Вот и Кора умерла, но есть Полинка. Стоит, улыбается, а потом хмурит брови, затянувшись сигаретой, и это я знаю, и могу протянуть ей руку, сквозь черные пустоты, взять ее руку, умиротвориться на мгновение, а потом понять, что меж сомкнувшихся наших рук таятся еще многие и многие пустоты, и протянуть руку сильнее.
И есть поезд, в котором смиренно и долго придется ехать, колеса будут отбивать «потом-потом, потом-потом», - а что уж там потом... и в принципе, мне поскорее уже хочется туда, внутрь вагона, ощутить этот первый мягкий толчок.
- Где же Анютка эта? - она уворачивается от порыва ветра, вжав кудрявую голову в воротник. - Черт, ну и холодрыга. Абэ, ты у меня молодец, я счастлива, что ты едешь.
Она хотела сказать еще что-то, но я резким движением сдернул стянувший мне горло шарф - не удивилась она и не обиделась, просто посмотрела так, беспомощно.
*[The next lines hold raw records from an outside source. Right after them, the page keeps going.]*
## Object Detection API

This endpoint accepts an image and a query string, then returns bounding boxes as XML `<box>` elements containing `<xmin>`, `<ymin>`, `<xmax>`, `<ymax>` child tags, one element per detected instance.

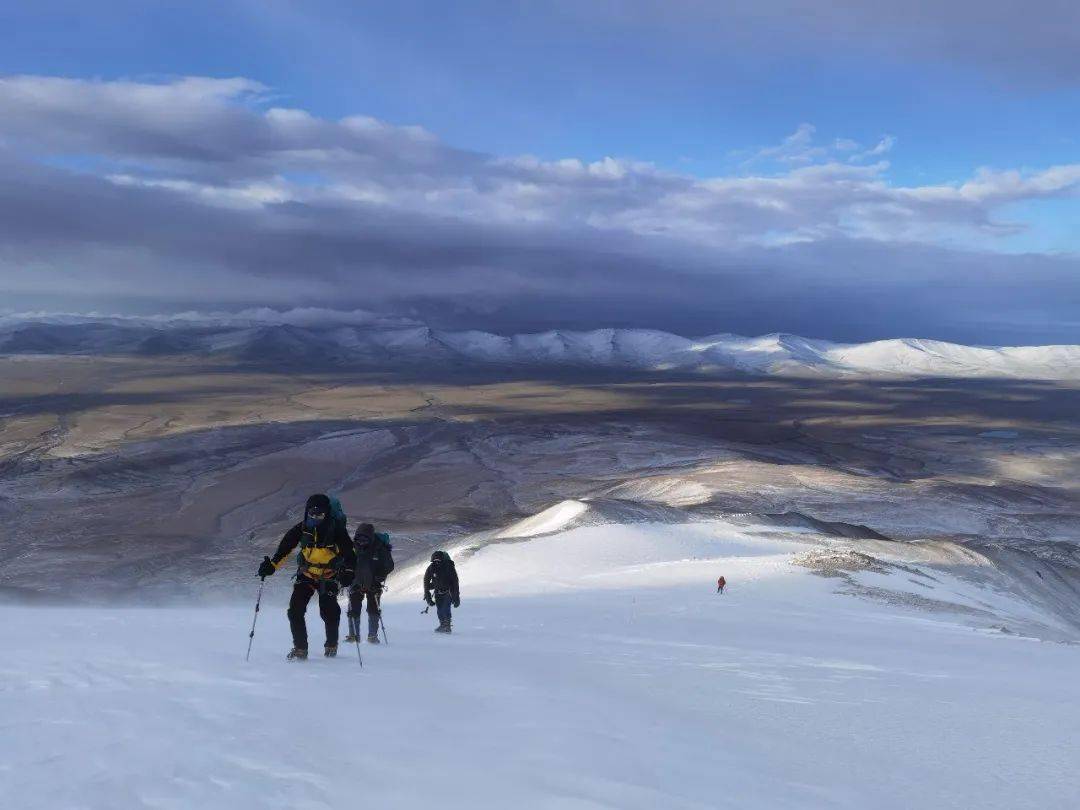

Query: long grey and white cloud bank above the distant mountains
<box><xmin>0</xmin><ymin>77</ymin><xmax>1080</xmax><ymax>340</ymax></box>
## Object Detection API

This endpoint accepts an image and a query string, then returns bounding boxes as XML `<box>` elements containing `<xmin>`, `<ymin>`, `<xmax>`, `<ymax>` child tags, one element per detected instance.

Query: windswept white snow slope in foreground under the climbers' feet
<box><xmin>0</xmin><ymin>520</ymin><xmax>1080</xmax><ymax>810</ymax></box>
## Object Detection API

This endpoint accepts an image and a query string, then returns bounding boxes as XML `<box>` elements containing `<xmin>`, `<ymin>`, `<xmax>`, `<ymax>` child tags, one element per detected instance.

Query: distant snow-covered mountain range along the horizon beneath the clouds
<box><xmin>0</xmin><ymin>312</ymin><xmax>1080</xmax><ymax>380</ymax></box>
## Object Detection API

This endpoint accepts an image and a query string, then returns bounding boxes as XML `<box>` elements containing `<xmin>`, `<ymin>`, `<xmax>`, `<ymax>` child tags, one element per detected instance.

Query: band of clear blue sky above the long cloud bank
<box><xmin>0</xmin><ymin>2</ymin><xmax>1080</xmax><ymax>183</ymax></box>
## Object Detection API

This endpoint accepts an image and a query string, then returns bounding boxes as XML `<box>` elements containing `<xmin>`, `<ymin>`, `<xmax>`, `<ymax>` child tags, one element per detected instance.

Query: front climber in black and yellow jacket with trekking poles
<box><xmin>259</xmin><ymin>495</ymin><xmax>356</xmax><ymax>661</ymax></box>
А я хлебнул до краев, до мозга костей, ледяного ветра, судорожно, взволнованно выдохнул, как утопленник, который обнаружил, что может дышать водой, когда уж совсем истратился воздух, и легкие инстинктивно рванули заветного глотка.
И я делаю шаг к Полинке, нащупываю ее ладонь, сильно-сильно сжимаю. Незаметно подходит Аня, берет наши свободные руки своими холодными пальцами, замыкает круг.
А потом объявляют конец посадки, начинают лязгать железные ступеньки, которые проводники поднимают внутрь вагонов, я хватаю сумку.
- Помнишь, Борисыч? Скольких уж я так проводила, - Аня выгребает пригоршню медяков из кармана своего потертого пальтишка, отсыпает Полинке. А я уже там - внутри и далеко... Они стоят наготове, чтобы метнуть свои горсти под колеса вагона с первым толчком.